La culture et la race peuvent aussi interagir avec d’autres facteurs qui ont une incidence sur la santé mentale. Par exemple, le racisme et la pauvreté augmentent le stress, qui a un impact sur la santé mentale. Dans certaines communautés, les taux de santé mentale et de bien-être inférieurs sont liés à des antécédents de disparités socioéconomiques, de racisme et de discrimination. On a observé que, dans l’ensemble, les groupes de réfugiés ont des taux plus élevés de troubles de santé mentale courants et de trouble de stress post-traumatique (TSPT), et les enfants immigrants peuvent courir le risque de subir un choc des cultures.
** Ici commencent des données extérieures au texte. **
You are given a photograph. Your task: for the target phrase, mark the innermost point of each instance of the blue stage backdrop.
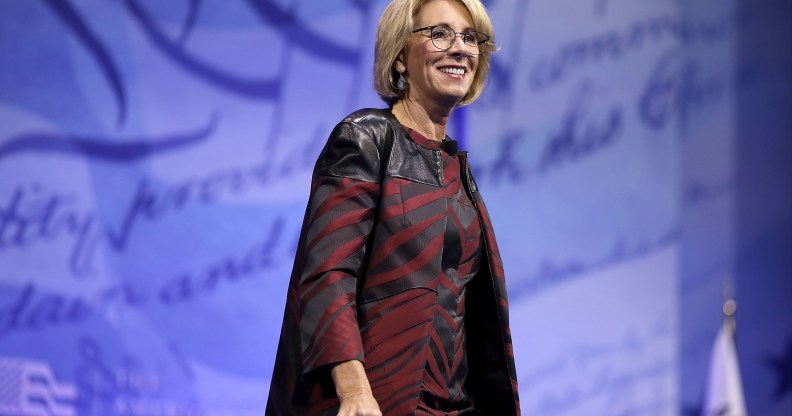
(155, 159)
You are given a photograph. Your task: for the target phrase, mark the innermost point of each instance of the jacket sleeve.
(331, 254)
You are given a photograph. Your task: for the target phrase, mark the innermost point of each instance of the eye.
(441, 33)
(470, 39)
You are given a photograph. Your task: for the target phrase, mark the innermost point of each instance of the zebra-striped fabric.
(367, 276)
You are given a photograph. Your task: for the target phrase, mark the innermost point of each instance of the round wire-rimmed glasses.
(443, 37)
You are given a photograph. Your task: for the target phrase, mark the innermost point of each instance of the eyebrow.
(449, 26)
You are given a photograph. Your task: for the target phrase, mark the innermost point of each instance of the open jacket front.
(364, 283)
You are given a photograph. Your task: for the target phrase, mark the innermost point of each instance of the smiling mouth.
(453, 71)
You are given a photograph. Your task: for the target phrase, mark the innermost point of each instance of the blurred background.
(155, 156)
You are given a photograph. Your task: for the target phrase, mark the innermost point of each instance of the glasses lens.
(442, 37)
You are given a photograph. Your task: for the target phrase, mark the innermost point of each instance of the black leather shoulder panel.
(360, 142)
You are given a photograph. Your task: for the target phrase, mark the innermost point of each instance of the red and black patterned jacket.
(364, 282)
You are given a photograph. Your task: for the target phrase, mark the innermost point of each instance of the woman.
(397, 302)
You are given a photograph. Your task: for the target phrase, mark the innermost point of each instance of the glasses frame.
(456, 35)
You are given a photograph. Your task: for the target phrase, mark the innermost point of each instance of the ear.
(399, 65)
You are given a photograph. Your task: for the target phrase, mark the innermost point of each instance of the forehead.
(449, 12)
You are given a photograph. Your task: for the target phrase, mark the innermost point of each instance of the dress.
(442, 389)
(365, 282)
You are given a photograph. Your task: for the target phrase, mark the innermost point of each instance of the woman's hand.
(353, 390)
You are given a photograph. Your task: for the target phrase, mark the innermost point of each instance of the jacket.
(364, 282)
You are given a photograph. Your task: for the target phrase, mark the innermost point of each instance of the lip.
(464, 69)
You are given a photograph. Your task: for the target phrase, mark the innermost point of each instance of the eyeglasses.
(443, 37)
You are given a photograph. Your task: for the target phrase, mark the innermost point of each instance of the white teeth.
(453, 71)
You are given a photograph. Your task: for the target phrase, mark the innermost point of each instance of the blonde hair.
(394, 29)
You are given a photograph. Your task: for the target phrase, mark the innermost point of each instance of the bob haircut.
(394, 29)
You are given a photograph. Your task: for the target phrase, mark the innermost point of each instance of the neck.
(428, 119)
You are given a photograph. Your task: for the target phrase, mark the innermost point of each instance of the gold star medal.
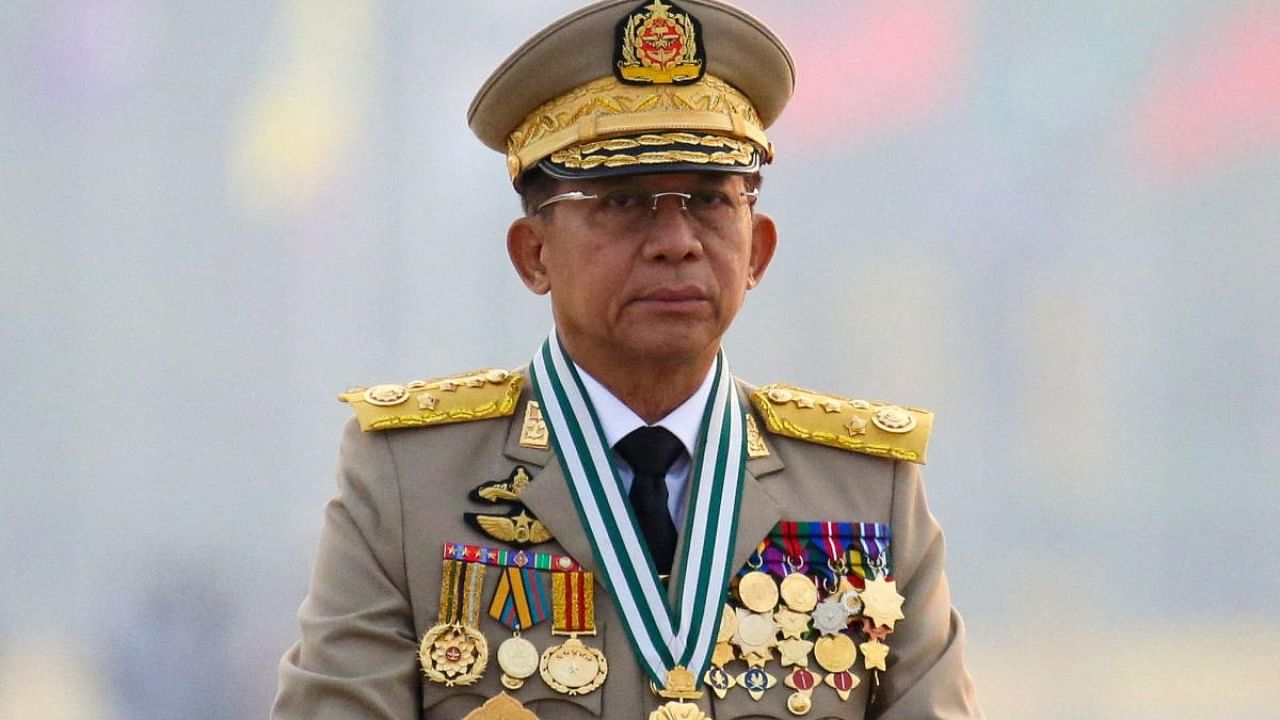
(716, 678)
(882, 602)
(453, 652)
(572, 668)
(874, 654)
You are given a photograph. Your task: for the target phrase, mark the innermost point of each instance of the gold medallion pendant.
(453, 652)
(453, 655)
(517, 659)
(679, 689)
(572, 668)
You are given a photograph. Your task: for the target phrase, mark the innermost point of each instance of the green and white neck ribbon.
(661, 636)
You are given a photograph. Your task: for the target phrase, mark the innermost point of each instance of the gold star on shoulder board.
(882, 602)
(874, 654)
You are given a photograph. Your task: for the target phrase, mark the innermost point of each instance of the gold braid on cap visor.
(583, 128)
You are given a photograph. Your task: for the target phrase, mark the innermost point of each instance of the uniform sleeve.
(927, 677)
(357, 654)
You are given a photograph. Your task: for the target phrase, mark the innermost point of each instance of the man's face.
(640, 287)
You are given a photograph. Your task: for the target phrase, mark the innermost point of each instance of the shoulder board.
(479, 395)
(859, 425)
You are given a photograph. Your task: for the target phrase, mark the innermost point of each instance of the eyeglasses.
(629, 208)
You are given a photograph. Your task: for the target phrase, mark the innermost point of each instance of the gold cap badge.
(659, 44)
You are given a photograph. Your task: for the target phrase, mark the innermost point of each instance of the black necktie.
(650, 452)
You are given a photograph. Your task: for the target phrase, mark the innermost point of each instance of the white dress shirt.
(685, 422)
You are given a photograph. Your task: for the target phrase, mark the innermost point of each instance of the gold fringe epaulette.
(860, 425)
(458, 399)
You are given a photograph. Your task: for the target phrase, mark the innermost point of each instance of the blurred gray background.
(1052, 223)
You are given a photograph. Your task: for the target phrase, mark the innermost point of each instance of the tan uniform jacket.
(402, 493)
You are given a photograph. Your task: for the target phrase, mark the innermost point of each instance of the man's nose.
(672, 233)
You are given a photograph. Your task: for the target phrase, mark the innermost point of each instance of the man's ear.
(525, 242)
(764, 241)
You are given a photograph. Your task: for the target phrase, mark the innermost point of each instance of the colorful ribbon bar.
(572, 604)
(521, 600)
(498, 557)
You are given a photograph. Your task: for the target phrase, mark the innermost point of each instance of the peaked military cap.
(621, 86)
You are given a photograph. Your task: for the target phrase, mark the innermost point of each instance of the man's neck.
(650, 391)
Les enfants racialisés et nouveaux arrivants sont également moins susceptibles de recevoir les services de santé mentale dont ils ont besoin, peut-être en raison d’obstacles à l’accès (p. ex. la langue, la proximité, le coût et la sécurisation culturelle), de différences culturelles qui empêchent de reconnaître le problème, de croyances à l’égard des soins et d’une stigmatisation liée à la santé mentale et au traitement.

Les enfants LGBTABI

Children's Artwork

Les enfants et les jeunes qui sont lesbiens, gais, bisexuels, transexuels, allosexuels, bispirituels et intersexués ( LGBTABI ) sont souvent confrontés à des défis distincts, notamment à la partialité, la discrimination, la perte potentielle du soutien familial, l’exclusion sociale, des problèmes d’image corporelle et le harcèlement. Ces défis peuvent engendrer un trouble émotionnel et, à la longue, des troubles de santé mentale comme la dépression et l’anxiété. Les enfants et les jeunes LGBTABI ont des taux plus élevés de dépression et d’anxiété ainsi que des taux plus élevés de pensées suicidaires. Ils sont plus susceptibles de déclarer qu’ils s’automutilent, de faire des tentatives de suicide et ils ont des taux beaucoup plus élevés de toxicomanie. Il est à noter que ces résultats sont moins probables chez les enfants et les jeunes qui sont soutenus et acceptés par leur famille.233 Les enfants et les jeunes LGBTABI qui sont aux prises avec d’autres formes de marginalisation, y compris les enfants LGBTABI qui sont de nouveaux arrivants et qui sont racialisés, peuvent être confrontés à d’autres défis en naviguant entre les identités croisées et les multiples communautés d’appartenance.